Kommentar von Dr. Stephan Hundertmark, Mitglied der Geschäftsleitung und Daniel Fuchsberger, Mitglied der Geschäftsleitung bei Dr. Wieselhuber & Partner
Dr. Stephan Hundertmark
Partner
Daniel Fuchsberger
Partner
Komplexität hat im Unternehmenskontext immer einen schalen Beigeschmack. Der Begriff steht synonym für Effizienzverluste, zusätzlichen Management-, Handlings- und Planungsaufwand und ganz allgemein für ein „zu viel“. Vergessen wird dabei oft, dass Komplexität als Angebotsvielfalt und Anpassungsgeschwindigkeit eine wichtige Säule des Unternehmenserfolgs ist. Gerade Variantenvielfalt bis hin zu Kundenlösungen und die schnelle Übersetzung von Markt- und Kundenanforderungen in Produkte und Leistungen machen ein kundenzentriertes Unternehmen erfolgreich. Wird diese Vielfalt zusätzlich in der Supply Chain effizient abgebildet und beherrscht, entsteht ein Wettbewerbsvorteil, der fast nicht einzuholen ist.

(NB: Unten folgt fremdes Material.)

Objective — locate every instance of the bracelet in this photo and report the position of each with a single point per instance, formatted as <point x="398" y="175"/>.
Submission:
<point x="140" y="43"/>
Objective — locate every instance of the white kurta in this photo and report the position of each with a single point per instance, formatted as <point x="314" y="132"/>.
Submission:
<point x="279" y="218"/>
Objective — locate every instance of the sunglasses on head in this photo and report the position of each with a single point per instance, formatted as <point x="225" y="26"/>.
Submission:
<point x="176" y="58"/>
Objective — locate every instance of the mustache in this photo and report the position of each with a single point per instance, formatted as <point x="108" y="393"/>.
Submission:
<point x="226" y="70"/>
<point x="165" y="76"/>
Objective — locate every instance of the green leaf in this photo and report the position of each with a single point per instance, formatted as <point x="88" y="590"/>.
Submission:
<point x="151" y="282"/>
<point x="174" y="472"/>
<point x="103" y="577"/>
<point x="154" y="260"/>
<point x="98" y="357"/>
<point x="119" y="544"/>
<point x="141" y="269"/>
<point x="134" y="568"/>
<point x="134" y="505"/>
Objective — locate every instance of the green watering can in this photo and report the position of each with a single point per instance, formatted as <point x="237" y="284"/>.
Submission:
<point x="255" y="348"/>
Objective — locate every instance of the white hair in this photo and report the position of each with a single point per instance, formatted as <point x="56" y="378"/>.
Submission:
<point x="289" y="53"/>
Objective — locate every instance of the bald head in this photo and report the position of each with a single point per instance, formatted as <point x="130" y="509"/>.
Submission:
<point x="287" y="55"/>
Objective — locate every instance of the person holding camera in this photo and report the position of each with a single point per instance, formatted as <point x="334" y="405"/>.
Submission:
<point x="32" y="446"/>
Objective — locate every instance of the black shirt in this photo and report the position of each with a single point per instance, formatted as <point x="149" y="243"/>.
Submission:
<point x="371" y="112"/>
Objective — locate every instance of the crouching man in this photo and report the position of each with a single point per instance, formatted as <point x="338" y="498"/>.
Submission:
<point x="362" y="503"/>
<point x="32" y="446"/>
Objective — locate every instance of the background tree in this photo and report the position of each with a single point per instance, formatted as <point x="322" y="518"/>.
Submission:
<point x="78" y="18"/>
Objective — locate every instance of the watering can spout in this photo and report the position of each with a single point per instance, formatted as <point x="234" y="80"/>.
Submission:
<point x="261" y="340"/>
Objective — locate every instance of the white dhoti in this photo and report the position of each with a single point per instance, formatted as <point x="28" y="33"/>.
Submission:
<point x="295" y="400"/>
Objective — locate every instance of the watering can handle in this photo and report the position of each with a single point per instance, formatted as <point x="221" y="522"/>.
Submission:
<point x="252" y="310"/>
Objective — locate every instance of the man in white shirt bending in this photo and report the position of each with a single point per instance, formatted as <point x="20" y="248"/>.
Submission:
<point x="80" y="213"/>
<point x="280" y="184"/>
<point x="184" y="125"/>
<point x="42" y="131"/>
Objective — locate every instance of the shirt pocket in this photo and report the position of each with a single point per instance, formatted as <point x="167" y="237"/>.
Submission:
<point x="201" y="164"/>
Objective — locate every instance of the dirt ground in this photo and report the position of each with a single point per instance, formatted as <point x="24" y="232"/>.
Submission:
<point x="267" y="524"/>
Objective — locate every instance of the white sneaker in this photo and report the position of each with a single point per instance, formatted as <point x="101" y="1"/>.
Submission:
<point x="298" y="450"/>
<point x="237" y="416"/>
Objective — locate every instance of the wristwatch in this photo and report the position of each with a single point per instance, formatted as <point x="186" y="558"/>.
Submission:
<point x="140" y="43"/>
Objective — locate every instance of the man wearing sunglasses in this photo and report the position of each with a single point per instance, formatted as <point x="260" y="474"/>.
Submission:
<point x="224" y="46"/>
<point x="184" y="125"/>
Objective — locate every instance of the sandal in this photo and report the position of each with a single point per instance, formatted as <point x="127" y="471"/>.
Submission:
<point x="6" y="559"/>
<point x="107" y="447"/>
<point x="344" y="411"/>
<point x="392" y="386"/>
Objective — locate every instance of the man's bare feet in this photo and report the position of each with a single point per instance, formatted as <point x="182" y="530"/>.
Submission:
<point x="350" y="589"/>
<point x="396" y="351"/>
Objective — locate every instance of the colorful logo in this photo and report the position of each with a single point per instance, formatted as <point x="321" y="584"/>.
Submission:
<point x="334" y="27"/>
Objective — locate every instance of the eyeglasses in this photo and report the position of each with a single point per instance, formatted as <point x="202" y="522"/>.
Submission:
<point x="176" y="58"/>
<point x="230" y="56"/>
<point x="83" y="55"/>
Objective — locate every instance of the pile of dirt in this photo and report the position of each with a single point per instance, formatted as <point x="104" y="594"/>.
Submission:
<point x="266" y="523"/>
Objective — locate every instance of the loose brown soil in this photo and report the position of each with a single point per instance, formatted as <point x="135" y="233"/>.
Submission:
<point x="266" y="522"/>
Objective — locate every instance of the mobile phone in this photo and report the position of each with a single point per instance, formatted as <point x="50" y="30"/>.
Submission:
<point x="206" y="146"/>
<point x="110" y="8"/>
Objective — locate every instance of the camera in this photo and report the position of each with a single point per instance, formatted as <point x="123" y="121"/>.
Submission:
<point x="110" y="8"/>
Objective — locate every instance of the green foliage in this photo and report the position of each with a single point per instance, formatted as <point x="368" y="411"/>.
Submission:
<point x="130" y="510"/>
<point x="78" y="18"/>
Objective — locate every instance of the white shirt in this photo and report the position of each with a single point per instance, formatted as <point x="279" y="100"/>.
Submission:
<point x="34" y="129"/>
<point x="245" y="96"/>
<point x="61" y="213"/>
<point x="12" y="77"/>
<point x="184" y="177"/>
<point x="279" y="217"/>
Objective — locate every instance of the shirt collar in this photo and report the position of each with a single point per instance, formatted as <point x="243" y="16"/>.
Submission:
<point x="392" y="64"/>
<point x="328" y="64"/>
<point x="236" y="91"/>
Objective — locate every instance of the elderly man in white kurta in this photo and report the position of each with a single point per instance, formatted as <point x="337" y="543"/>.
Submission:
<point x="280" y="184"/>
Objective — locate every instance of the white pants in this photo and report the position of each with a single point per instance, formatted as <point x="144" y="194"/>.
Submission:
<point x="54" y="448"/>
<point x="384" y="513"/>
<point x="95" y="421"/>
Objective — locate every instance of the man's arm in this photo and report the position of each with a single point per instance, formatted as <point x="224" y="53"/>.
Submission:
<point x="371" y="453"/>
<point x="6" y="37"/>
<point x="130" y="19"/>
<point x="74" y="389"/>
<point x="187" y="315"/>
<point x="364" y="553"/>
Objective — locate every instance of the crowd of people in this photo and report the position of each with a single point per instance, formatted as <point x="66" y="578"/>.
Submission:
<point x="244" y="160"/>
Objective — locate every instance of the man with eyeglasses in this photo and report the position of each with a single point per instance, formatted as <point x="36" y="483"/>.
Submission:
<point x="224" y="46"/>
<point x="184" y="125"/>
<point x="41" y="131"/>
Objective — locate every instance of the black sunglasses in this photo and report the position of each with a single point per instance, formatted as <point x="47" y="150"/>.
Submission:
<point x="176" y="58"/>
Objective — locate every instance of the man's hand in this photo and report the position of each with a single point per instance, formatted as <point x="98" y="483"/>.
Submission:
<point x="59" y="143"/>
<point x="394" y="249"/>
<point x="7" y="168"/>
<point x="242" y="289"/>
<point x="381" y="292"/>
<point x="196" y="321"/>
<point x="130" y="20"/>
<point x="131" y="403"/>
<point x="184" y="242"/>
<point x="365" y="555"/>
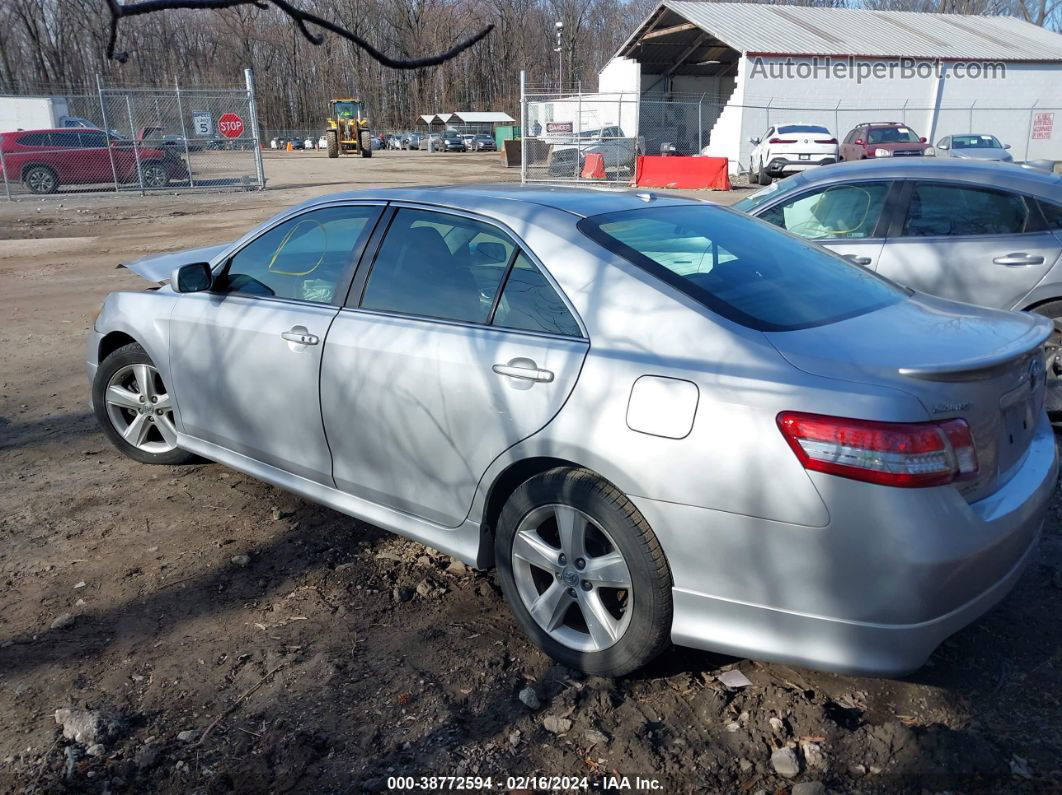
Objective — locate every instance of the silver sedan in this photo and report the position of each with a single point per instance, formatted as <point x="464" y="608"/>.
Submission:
<point x="660" y="420"/>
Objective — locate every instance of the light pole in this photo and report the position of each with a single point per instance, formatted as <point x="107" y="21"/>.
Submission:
<point x="560" y="56"/>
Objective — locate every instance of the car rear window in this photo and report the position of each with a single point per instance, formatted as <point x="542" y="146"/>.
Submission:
<point x="740" y="268"/>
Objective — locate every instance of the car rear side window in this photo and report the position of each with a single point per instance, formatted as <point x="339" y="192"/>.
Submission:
<point x="835" y="212"/>
<point x="304" y="258"/>
<point x="942" y="209"/>
<point x="435" y="264"/>
<point x="530" y="304"/>
<point x="742" y="269"/>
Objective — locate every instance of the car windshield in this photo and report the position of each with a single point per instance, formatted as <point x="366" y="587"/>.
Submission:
<point x="774" y="189"/>
<point x="975" y="141"/>
<point x="891" y="135"/>
<point x="803" y="128"/>
<point x="740" y="268"/>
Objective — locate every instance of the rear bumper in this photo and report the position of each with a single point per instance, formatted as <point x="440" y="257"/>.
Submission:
<point x="781" y="165"/>
<point x="894" y="573"/>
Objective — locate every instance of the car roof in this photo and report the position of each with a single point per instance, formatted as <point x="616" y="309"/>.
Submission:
<point x="516" y="200"/>
<point x="986" y="172"/>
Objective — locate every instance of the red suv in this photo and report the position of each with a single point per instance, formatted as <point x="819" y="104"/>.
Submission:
<point x="881" y="139"/>
<point x="44" y="159"/>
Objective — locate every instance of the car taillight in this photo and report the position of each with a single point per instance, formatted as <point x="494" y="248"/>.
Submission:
<point x="907" y="454"/>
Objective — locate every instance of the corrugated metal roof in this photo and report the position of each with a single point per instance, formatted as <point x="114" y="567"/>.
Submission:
<point x="801" y="30"/>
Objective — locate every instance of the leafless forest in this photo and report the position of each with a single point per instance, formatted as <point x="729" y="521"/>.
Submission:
<point x="58" y="46"/>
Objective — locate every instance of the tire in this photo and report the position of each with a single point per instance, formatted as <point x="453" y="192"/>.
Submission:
<point x="763" y="177"/>
<point x="40" y="179"/>
<point x="154" y="175"/>
<point x="1052" y="398"/>
<point x="635" y="624"/>
<point x="127" y="422"/>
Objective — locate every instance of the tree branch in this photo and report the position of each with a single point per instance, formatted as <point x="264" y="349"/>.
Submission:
<point x="302" y="19"/>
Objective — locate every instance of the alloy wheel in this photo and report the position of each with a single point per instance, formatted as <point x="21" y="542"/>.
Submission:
<point x="140" y="410"/>
<point x="571" y="577"/>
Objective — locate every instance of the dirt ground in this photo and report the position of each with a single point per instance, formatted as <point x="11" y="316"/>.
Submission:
<point x="212" y="634"/>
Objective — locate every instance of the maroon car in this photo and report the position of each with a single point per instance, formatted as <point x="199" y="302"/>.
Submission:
<point x="881" y="139"/>
<point x="44" y="159"/>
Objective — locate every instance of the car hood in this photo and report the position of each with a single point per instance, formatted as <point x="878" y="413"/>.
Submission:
<point x="160" y="266"/>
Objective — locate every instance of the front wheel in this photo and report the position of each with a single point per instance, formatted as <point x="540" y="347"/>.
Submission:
<point x="134" y="408"/>
<point x="584" y="573"/>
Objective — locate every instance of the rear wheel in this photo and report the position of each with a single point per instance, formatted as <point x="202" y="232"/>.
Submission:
<point x="40" y="179"/>
<point x="1052" y="398"/>
<point x="134" y="408"/>
<point x="583" y="573"/>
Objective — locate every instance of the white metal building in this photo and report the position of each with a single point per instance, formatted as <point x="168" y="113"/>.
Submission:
<point x="760" y="65"/>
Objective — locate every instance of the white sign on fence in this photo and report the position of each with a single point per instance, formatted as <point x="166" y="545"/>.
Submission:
<point x="202" y="123"/>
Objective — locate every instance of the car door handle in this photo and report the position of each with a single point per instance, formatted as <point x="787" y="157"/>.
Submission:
<point x="1018" y="258"/>
<point x="301" y="334"/>
<point x="527" y="372"/>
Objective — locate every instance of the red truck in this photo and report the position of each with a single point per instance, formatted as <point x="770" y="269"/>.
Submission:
<point x="45" y="159"/>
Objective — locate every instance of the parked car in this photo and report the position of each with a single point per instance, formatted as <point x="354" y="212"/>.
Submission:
<point x="983" y="232"/>
<point x="881" y="139"/>
<point x="759" y="474"/>
<point x="788" y="149"/>
<point x="568" y="154"/>
<point x="978" y="147"/>
<point x="46" y="159"/>
<point x="451" y="141"/>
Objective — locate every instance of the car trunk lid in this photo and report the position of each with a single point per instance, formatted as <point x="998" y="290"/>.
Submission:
<point x="982" y="365"/>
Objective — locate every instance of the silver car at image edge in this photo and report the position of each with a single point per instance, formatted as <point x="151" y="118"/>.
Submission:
<point x="660" y="419"/>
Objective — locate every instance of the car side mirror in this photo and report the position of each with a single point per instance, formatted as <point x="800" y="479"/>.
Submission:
<point x="193" y="278"/>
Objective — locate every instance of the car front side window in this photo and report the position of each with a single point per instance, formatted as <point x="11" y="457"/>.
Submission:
<point x="940" y="209"/>
<point x="305" y="258"/>
<point x="434" y="264"/>
<point x="837" y="212"/>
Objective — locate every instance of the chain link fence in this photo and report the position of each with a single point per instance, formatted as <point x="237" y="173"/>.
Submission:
<point x="131" y="139"/>
<point x="575" y="136"/>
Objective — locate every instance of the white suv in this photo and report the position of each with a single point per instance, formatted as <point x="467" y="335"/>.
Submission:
<point x="787" y="149"/>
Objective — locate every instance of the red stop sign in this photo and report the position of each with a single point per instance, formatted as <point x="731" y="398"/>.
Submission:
<point x="230" y="125"/>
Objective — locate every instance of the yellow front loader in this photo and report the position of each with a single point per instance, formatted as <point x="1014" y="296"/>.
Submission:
<point x="347" y="131"/>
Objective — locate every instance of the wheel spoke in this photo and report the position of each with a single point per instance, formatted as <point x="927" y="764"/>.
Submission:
<point x="571" y="528"/>
<point x="607" y="571"/>
<point x="551" y="606"/>
<point x="144" y="380"/>
<point x="166" y="428"/>
<point x="529" y="546"/>
<point x="603" y="627"/>
<point x="136" y="432"/>
<point x="125" y="398"/>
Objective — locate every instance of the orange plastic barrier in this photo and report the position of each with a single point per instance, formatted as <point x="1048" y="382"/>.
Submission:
<point x="593" y="167"/>
<point x="687" y="173"/>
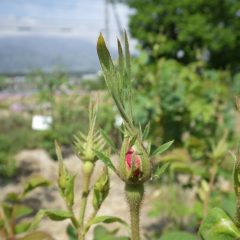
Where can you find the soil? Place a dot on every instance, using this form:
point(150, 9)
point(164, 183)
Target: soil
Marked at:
point(38, 162)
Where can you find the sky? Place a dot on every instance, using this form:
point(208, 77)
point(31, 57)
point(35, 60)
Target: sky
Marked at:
point(81, 18)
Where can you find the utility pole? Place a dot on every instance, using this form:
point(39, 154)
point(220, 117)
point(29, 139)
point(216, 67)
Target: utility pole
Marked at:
point(107, 21)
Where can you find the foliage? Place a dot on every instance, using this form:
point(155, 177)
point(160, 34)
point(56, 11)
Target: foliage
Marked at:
point(86, 146)
point(187, 103)
point(181, 30)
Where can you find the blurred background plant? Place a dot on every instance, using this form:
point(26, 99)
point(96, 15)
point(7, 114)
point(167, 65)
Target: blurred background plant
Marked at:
point(186, 74)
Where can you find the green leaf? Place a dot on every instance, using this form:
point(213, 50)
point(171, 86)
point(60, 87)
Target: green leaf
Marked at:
point(22, 227)
point(55, 215)
point(218, 226)
point(35, 182)
point(103, 53)
point(162, 148)
point(178, 235)
point(72, 233)
point(21, 210)
point(120, 59)
point(13, 197)
point(161, 170)
point(37, 236)
point(101, 189)
point(107, 219)
point(127, 55)
point(107, 161)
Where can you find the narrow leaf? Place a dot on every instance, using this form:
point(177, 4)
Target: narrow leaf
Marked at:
point(160, 170)
point(120, 59)
point(103, 53)
point(218, 226)
point(127, 55)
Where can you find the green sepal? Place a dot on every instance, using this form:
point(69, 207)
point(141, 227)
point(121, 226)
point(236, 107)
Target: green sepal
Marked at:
point(103, 53)
point(69, 191)
point(218, 226)
point(101, 189)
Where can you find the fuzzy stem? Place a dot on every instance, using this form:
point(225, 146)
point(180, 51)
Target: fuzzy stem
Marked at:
point(87, 174)
point(237, 189)
point(134, 195)
point(213, 173)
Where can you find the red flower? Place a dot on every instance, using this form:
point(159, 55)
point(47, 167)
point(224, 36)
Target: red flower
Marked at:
point(130, 158)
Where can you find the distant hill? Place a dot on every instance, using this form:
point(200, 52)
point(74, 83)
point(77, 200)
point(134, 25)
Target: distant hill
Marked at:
point(22, 54)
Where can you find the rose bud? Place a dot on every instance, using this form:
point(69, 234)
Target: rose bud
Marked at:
point(132, 158)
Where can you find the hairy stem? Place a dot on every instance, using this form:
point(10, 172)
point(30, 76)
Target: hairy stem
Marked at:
point(87, 174)
point(134, 195)
point(213, 173)
point(237, 189)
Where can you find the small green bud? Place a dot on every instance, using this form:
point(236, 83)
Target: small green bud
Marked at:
point(88, 167)
point(134, 194)
point(63, 175)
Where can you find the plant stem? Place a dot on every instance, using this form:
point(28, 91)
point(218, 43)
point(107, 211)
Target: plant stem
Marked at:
point(87, 174)
point(134, 195)
point(237, 189)
point(213, 173)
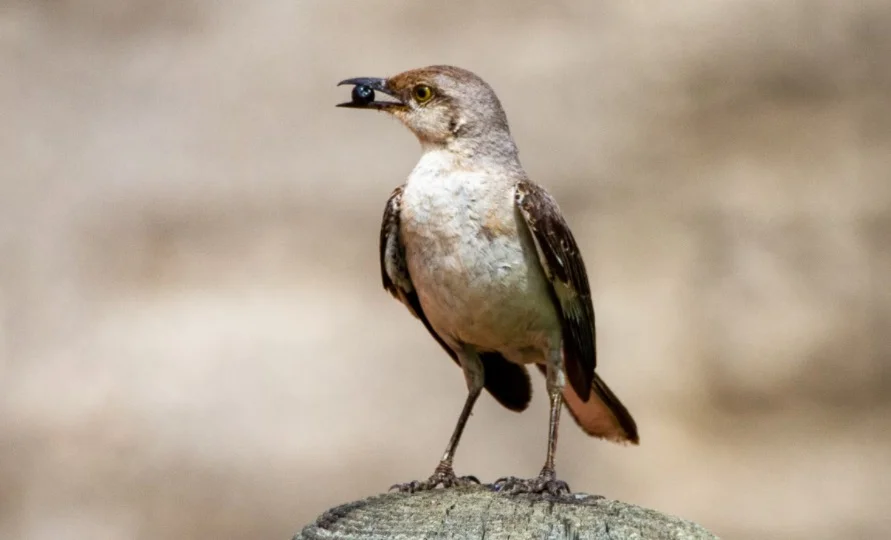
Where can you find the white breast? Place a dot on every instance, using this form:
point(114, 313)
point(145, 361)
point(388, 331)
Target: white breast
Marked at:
point(471, 260)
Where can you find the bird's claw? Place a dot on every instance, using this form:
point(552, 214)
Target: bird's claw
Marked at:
point(544, 483)
point(443, 476)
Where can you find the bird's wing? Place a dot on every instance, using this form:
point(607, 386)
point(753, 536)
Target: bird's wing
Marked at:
point(562, 262)
point(508, 383)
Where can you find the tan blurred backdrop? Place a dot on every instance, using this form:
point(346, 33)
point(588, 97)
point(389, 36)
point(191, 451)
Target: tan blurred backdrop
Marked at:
point(193, 339)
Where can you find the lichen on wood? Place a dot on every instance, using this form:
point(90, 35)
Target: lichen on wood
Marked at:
point(479, 512)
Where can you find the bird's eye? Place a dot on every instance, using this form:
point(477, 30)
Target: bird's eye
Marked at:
point(422, 93)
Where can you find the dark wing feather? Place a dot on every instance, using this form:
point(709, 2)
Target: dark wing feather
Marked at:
point(508, 383)
point(562, 262)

Das beste Beispiel ist allgemein bekannt: Amazon hat vom Pixi-Buch bis zum Gartenhaus (fast) alles im Angebot und schafft es, dies mit einem Lieferzeitversprechen beginnend bei weniger als 24 Std. bis zum Kunden abzubilden. Der Markterfolg gibt diesem Ansatz zweifelsohne Recht und kann auch von Unternehmen im Industriegüter- und B2B-Geschäft abgebildet werden.
Produktportfolio im Griff Der erste und notwendige Schritt ist dazu die gesteuerte Entwicklung des Produktangebots. Mit einem systematischen Variantenbaum werden für das Produktportfolio kundenrelevante Kauffaktoren als variantenbildende Eigenschaften definiert, von beschreibenden Merkmalen der Produkte unterschieden und in eine hierarchische Struktur übersetzt. Konsequent können so von der Produktgruppe über die einzelnen Produkte sämtliche Varianten bis zur Verpackungsvariante beschrieben und gesteuert werden.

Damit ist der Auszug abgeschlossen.